<a class="header-button" href="https://bugzilla.mozilla.org/home" title="Go to home page"> Bugzilla

Reporter

Comment 3

•

14 years ago

This is current mozilla-central trunk JS code, so TM. If JM helps with this, I'll cheer a lot for sure! Still, it's a tight loop, so TM should try to jump in in theory, but it happens to be thrown off a lot.

Reporter

Comment 4

•

14 years ago

Actually, what I get with TMFLAGS=minimal,abort is this: Recording starting from chrome://dataman/content/dataman.js:649@242 (FragID=000000) trace stopped: 3512: non-stub getter trace stopped: 12975: name() not accessing a valid slot Abort recording of tree chrome://dataman/content/dataman.js:649@242 at chrome://global/content/bindings/tree.xml:0@8: name. (this is with code I already modified somewhat, so what that output say is line 649 is what's 613 in comment #0) What I wonder about is how it comes to calling into tree.xml there...

Reporter

Comment 5

•

14 years ago

I optimized that loop so that it doesn't fall off trace in http://hg.mozilla.org/users/kairo_kairo.at/dataman/rev/f42548e3f20b but I still get the same effect, i.e. selecting a domain in Data Manager being quite slow with JIT (about 3 seconds for most domains in my debug build, I saw one pretty random case that only has one cookie that took 180 ms, all others I tried were 1.5 to 3 seconds) and very fast without JIT (4 to 8 milliseconds!) - I don't see any trace aborts in anything that would loop significantly now (with TMFLAGS=minimal,abort) so I really wonder what's up there.
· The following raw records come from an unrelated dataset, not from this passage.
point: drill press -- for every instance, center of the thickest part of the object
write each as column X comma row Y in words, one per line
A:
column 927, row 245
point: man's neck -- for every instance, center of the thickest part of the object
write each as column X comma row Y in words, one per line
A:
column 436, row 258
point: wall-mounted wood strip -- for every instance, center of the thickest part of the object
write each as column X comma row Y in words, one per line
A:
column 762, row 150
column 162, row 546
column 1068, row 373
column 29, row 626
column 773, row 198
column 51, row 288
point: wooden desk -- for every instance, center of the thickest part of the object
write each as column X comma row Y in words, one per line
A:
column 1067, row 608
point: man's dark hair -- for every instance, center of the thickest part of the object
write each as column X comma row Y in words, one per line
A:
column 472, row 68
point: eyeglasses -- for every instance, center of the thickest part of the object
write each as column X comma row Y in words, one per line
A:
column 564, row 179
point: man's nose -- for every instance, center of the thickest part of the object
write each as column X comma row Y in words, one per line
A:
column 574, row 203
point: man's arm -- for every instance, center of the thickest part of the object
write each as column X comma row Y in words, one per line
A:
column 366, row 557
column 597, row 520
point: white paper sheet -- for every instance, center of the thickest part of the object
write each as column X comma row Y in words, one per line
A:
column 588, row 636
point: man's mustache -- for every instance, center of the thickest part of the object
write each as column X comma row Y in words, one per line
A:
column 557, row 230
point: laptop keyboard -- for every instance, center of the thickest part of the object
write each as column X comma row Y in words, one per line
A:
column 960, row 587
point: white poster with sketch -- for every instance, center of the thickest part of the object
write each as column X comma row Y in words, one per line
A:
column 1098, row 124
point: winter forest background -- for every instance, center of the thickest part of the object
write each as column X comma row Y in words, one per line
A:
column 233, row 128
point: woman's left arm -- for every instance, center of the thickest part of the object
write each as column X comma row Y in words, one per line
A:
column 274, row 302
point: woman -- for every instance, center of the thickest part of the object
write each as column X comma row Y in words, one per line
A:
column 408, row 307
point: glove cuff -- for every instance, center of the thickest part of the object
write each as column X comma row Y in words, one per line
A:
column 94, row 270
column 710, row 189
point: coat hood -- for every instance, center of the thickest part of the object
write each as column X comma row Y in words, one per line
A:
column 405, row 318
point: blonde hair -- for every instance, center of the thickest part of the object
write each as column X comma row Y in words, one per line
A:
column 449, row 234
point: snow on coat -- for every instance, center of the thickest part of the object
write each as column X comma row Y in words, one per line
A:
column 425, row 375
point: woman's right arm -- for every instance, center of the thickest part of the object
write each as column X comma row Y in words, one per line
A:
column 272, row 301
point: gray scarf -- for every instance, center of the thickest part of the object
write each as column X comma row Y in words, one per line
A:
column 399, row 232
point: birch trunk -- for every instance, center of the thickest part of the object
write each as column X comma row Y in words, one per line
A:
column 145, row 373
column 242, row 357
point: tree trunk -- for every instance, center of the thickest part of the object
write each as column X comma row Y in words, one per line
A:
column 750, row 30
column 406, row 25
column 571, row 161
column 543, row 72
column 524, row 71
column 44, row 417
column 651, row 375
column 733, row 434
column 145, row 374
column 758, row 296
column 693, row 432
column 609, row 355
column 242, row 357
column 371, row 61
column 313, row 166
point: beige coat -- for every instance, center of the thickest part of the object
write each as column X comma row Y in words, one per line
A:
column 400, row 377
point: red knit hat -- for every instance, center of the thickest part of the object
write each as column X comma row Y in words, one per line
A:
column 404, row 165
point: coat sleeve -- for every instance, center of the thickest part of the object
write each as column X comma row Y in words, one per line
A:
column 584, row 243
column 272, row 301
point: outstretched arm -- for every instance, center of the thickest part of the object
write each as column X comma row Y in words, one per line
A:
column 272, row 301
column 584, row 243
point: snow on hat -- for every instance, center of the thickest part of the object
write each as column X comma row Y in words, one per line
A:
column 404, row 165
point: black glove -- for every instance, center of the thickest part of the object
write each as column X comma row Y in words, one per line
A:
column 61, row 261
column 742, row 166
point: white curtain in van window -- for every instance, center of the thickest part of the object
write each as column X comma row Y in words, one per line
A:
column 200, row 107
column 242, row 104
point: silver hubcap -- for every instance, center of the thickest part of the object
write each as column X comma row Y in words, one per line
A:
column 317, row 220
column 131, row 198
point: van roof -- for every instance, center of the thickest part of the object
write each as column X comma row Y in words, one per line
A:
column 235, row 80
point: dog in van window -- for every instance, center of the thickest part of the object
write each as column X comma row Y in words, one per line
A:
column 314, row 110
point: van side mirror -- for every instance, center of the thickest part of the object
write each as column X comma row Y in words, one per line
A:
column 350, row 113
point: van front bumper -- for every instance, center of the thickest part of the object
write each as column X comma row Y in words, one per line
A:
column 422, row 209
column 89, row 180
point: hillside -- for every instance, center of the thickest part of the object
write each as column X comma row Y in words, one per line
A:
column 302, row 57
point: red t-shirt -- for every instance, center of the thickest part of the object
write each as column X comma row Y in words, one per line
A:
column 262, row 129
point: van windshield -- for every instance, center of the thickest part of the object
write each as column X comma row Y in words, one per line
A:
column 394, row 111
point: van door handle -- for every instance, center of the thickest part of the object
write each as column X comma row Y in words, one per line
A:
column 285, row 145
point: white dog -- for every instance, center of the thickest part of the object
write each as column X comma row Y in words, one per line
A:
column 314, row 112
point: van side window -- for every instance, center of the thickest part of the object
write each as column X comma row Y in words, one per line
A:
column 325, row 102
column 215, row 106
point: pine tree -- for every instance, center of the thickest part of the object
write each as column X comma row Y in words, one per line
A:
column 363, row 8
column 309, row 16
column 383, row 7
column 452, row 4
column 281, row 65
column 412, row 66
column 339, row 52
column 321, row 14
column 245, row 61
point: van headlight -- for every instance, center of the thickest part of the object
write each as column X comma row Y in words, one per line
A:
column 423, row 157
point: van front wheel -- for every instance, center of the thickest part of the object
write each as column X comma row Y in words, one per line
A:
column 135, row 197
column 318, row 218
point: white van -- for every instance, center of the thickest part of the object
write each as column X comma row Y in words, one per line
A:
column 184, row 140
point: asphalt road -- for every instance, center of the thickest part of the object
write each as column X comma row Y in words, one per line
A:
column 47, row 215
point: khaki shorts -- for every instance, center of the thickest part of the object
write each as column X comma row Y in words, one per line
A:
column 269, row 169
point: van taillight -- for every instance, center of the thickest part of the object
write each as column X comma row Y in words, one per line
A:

If you want to try experimenting with this, putting the dataman repository into extensions/dataman and building with --enable-extensions=default,dataman gives it to you as pre-installed add-on, and the version the repo was at in comment #0 is version 0.9 on https://addons.mozilla.org/addon/162068

Comment 6

•

14 years ago

Robert, where are you placing your probes to measure the times you mention in comment 5? Assume I'm at data manager rev f42548e3f20b.

Reporter

Comment 7

•

14 years ago

(In reply to comment #6) > Robert, where are you placing your probes to measure the times you mention in > comment 5? Assume I'm at data manager rev f42548e3f20b. That rev includes the very basic way I took for measuring, just turn the gDatamanDebug var to true at the very beginning of dataman.js and look into error console when selecting different domains. I just watched the differences between "Domain selected" and "Domain select finished", so that's the start of end of domain_select - by very simple |Date.now()/1000| printouts (sorry, I don't know more involved actual profiling tools too well).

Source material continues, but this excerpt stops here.